One of the arguments for going to live events is the atmosphere that you just don’t get when you’re watching something at home. For somewhere like Glastonbury, or for sporting events, I can absolutely understand that. For this live comedy outing, I didn’t feel there was any atmosphere to be missed. The only thing that was specific to the location was Michael attempting a rather worrying Birmingham accent.
We left at the interval (a break halfway through that was stretched to half an hour, sandwiched between two 50 minute halves. What are you meant to do for half an hour?) and came home with the intent of snapping up the gig when it’s available on iTunes (or watching when it is inevitably on the BBC at Christmas).

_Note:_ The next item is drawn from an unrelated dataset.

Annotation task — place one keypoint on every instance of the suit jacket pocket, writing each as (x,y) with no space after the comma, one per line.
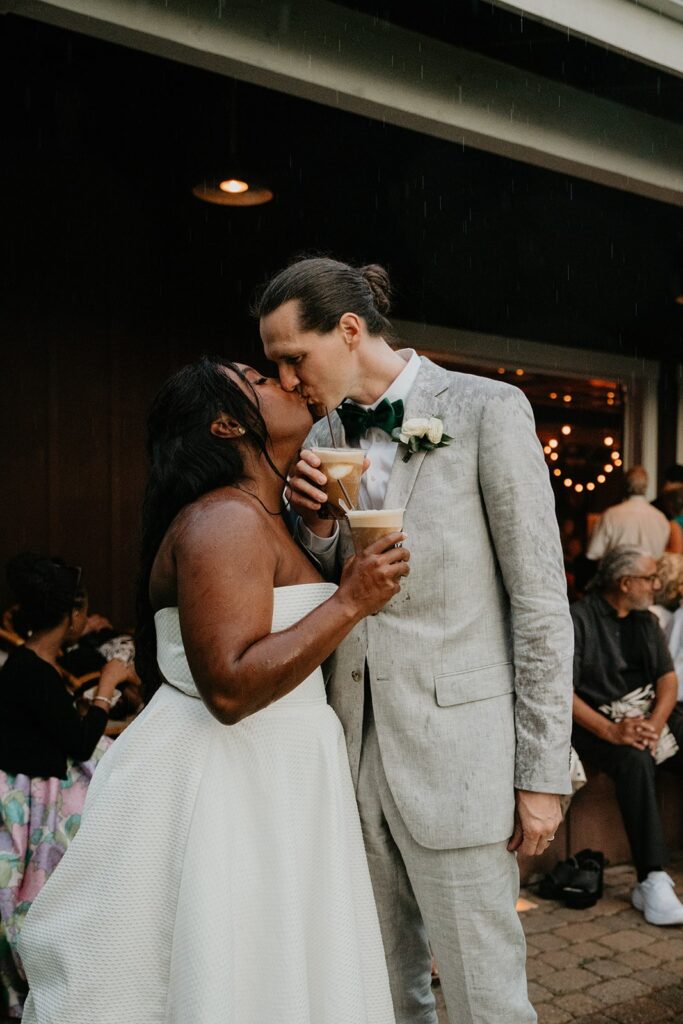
(476,684)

I was disappointed but not in the gig – McIntyre was funny as ever – more in the concept and the venue. I hadn’t anticipated that live comedy would have the same kind of problems that going to the cinema does, and from what I can tell there are no benefits of being somewhere live. I asked Mr C if seeing a comedian in a smaller venue would make a difference and he came to the conclusion that it doesn’t really make any more atmosphere, it’s just that you are likely to have more comfortable seats. I will probably try and see a comedian in less of an arena and more of a theatre, but I’m not convinced this is a live event I’m going to get hooked on.
We may be getting old, but there was a lingering stiffness for 24 hours post-gig, and we only sat through half of it. I dread to think of how we would be holding up if we’d been there for the whole thing.